我对 keras rl2 DQAgent 模型有问题,它出于某种原因给我的状态增加了另一个暗淡,我得到了值错误

问题描述 投票:0回答:0

在最后一天,我试图处理我在 DQNAGENT 拟合函数中遇到的错误。 我收到以下错误:

ValueError: Error when checking input: expected dense_input to have 2 dimensions, but got array with shape (1, 3, 4)

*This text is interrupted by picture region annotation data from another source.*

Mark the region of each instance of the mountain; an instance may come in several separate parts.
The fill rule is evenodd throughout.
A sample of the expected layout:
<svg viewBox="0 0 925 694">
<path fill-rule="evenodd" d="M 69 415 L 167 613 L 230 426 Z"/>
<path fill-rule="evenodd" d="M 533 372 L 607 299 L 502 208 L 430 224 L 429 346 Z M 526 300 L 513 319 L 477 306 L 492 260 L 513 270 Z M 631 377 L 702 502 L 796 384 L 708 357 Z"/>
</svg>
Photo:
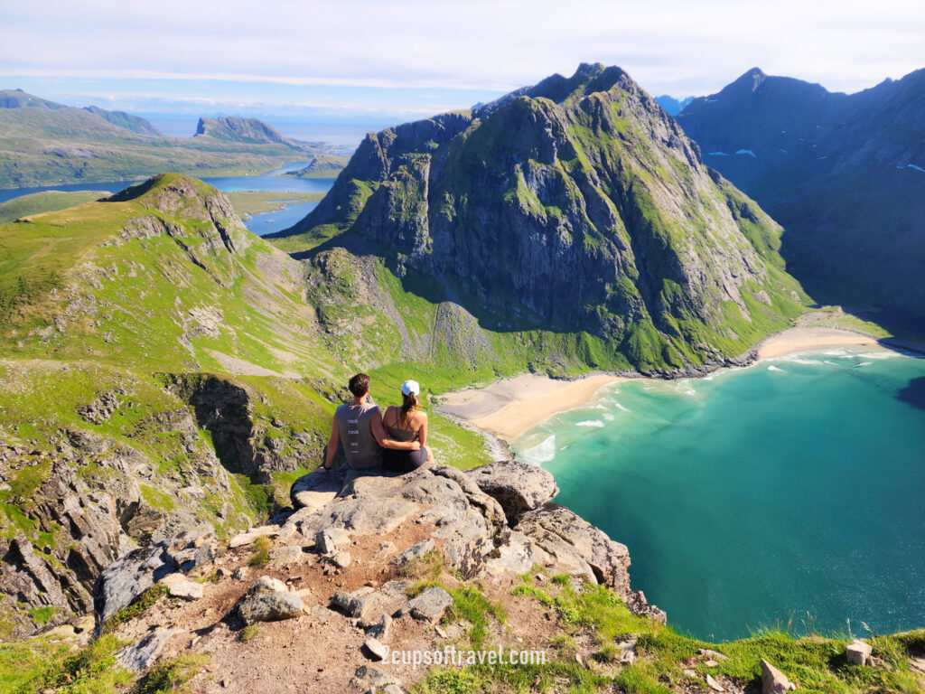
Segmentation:
<svg viewBox="0 0 925 694">
<path fill-rule="evenodd" d="M 662 94 L 661 96 L 656 96 L 655 100 L 659 102 L 659 105 L 665 109 L 665 112 L 669 116 L 677 116 L 681 113 L 684 107 L 690 104 L 695 96 L 684 96 L 682 99 L 675 99 L 673 96 L 669 96 L 668 94 Z"/>
<path fill-rule="evenodd" d="M 196 137 L 211 137 L 232 143 L 253 144 L 285 144 L 292 149 L 303 149 L 307 143 L 298 143 L 280 133 L 273 126 L 257 118 L 238 116 L 200 118 L 196 124 Z"/>
<path fill-rule="evenodd" d="M 164 137 L 164 133 L 154 128 L 148 120 L 138 116 L 132 116 L 125 111 L 107 111 L 99 106 L 84 106 L 84 110 L 90 111 L 99 116 L 104 120 L 107 120 L 119 128 L 137 132 L 139 135 L 151 135 L 153 137 Z"/>
<path fill-rule="evenodd" d="M 0 92 L 0 188 L 125 180 L 166 169 L 248 175 L 335 152 L 322 143 L 166 138 L 130 114 L 10 90 Z"/>
<path fill-rule="evenodd" d="M 92 610 L 120 554 L 286 505 L 349 372 L 301 264 L 194 179 L 0 224 L 0 248 L 6 638 Z M 487 460 L 481 437 L 432 416 L 445 462 Z"/>
<path fill-rule="evenodd" d="M 853 94 L 755 68 L 677 117 L 817 299 L 925 328 L 925 69 Z M 918 316 L 918 317 L 916 317 Z"/>
<path fill-rule="evenodd" d="M 602 65 L 370 133 L 274 242 L 340 304 L 345 264 L 384 258 L 404 291 L 477 321 L 483 362 L 501 358 L 489 330 L 566 371 L 697 369 L 802 310 L 780 228 Z"/>
</svg>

在 dqnagent.fit 函数中。我尝试使用自定义的 flappy bird env 来训练 DQNAgent 和我的自定义状态。 我得到它

DQN_flappy\venv\lib\site-packages\rl\core.py", line 168, in fit
    action = self.forward(observation)

如果这对这里的人有意义。 看起来他们只是出于某种我不知道为什么的原因在他们的代码中添加了另一个维度,但我想我在这里的某个地方出了问题。 这是环境代码(Game() 是游戏本身,我手动检查并用它做了一个 NEAT 项目所以我几乎可以肯定这不是问题):

class flappy_env(Env):

    def __init__(self):
        self.game = Game()
        self.observation_space = Box(low=np.array([-0.4, -2.0, -1.0, -1.0], dtype=np.float32),
                                     high=np.array([1.0, 2.0, 1.0, 0.5], dtype=np.float32))
        self.action_space = Discrete(2)

    def step(self, action):
        done, score, reward = self.game.play_step(action)
        state = self.game.get_state()
        info = {}
        return state, reward, done, info

    def render(self):
        pass

    def reset(self):
        self.game.reset_game()
        return self.game.get_state()

和 game.get_state():

def get_state(self):
    if len(self.pipe_group) > 0:
       bird_y_loc = self.flappy.rect.y
       x_dist_pipe_bird = self.pipe_group.sprites()[0].rect.left - self.flappy.rect.right
       bot_pipe_y_loc = self.pipe_group.sprites()[0].rect.top - bird_y_loc
       top_pipe_y_loc = self.pipe_group.sprites()[1].rect.bottom - bird_y_loc
       return np.array([x_dist_pipe_bird / 500, 10 * bot_pipe_y_loc / screen_height,
                        5 * top_pipe_y_loc / screen_height, self.flappy.vel / 35], dtype=np.float32)
    # shouldn't get here
    return None

这里是模型代码以防有帮助:

<pre><code>
from keras.models import Sequential
from keras.layers import Dense
from keras.optimizers import Adam
from rl.agents import DQNAgent
from rl.memory import SequentialMemory
from rl.policy import LinearAnnealedPolicy, EpsGreedyQPolicy
from env import flappy_env


def build_model():
    model = Sequential()
    model.add(Dense(16, input_shape=(4,), activation='relu'))
    model.add(Dense(16, activation='relu'))
    model.add(Dense(2, activation='linear'))
    return model


def build_agent(sequential_model):
        policy = LinearAnnealedPolicy(EpsGreedyQPolicy(), attr='eps', value_max=1., value_min=.1, value_test=.2, nb_steps=10000)
    memory = SequentialMemory(limit=1000, window_length=3)
    dqn = DQNAgent(model=sequential_model, memory=memory, policy=policy,
                   enable_dueling_network=True, dueling_type='avg',
                   nb_actions=2, nb_steps_warmup=1000)
    return dqn


env = flappy_env()
model = build_model()
model.summary()
dqn = build_agent(model)
dqn.compile(Adam(learning_rate=1e-4))
dqn.fit(env, nb_steps=10000, visualize=False)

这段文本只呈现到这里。